Lemon Pepper Chicken Thighs (Printable)

Zesty lemon and cracked pepper marinated chicken thighs, roasted until skin is golden and crisp.

# What You’ll Need:

→ Chicken

01 - 8 bone-in, skin-on chicken thighs

→ Marinade

02 - 2 tablespoons olive oil
03 - Juice and zest of 2 lemons
04 - 1 tablespoon freshly cracked black pepper
05 - 1 teaspoon sea salt
06 - 4 garlic cloves, minced
07 - 1 teaspoon dried thyme (or 1 tablespoon fresh thyme, chopped)
08 - 1 teaspoon honey (optional, for subtle sweetness)

→ Garnish

09 - Fresh parsley, chopped
10 - Lemon wedges

# How-To Steps:

01 - Preheat oven to 425°F. Line a baking sheet with parchment paper and set aside.
02 - In a large mixing bowl, whisk together the olive oil, lemon juice, lemon zest, cracked black pepper, sea salt, minced garlic, thyme, and honey until well combined.
03 - Add the chicken thighs to the marinade and toss thoroughly to ensure even coating. Allow to marinate for at least 10 minutes at room temperature, or refrigerate up to 1 hour for deeper flavor penetration.
04 - Place the chicken thighs skin-side up on the prepared baking sheet. Pour any remaining marinade over the thighs.
05 - Roast for 35 minutes, or until the skin is deeply golden and crispy and the internal temperature registers 165°F at the thickest part of the thigh.
06 - Remove from the oven and let the chicken rest for 5 minutes.

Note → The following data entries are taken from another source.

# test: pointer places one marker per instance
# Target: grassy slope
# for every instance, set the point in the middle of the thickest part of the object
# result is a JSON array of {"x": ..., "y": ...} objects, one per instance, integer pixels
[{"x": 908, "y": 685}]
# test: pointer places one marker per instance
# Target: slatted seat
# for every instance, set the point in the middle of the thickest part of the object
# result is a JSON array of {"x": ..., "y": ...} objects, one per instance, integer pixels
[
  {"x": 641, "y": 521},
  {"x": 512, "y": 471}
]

Garnish with chopped fresh parsley and serve alongside lemon wedges.

# Expert Advice:

01 -
  • The marinade comes together in about three minutes with pantry staples you probably already have on hand.
  • That crispy golden skin paired with juicy meat is genuinely restaurant quality with almost zero effort.
  • It reheats beautifully the next day, making it a sneaky good option for meal prep lunches.
02 -
  • If you crowd the pan too tightly the skin steams instead of crisping, so leave at least an inch of breathing room between each thigh.
  • An instant read thermometer is the single most reliable way to nail the timing, since thigh thickness varies more than you might expect.
  • Letting the chicken rest is not optional because cutting too early turns juicy meat into a puddle on the cutting board.
03 -
  • Run the finished chicken under the broiler for two minutes if the skin needs a little extra color and crunch right at the end.
  • Saving and drizzling the pan drippings over the plated chicken turns a great dinner into an unforgettable one.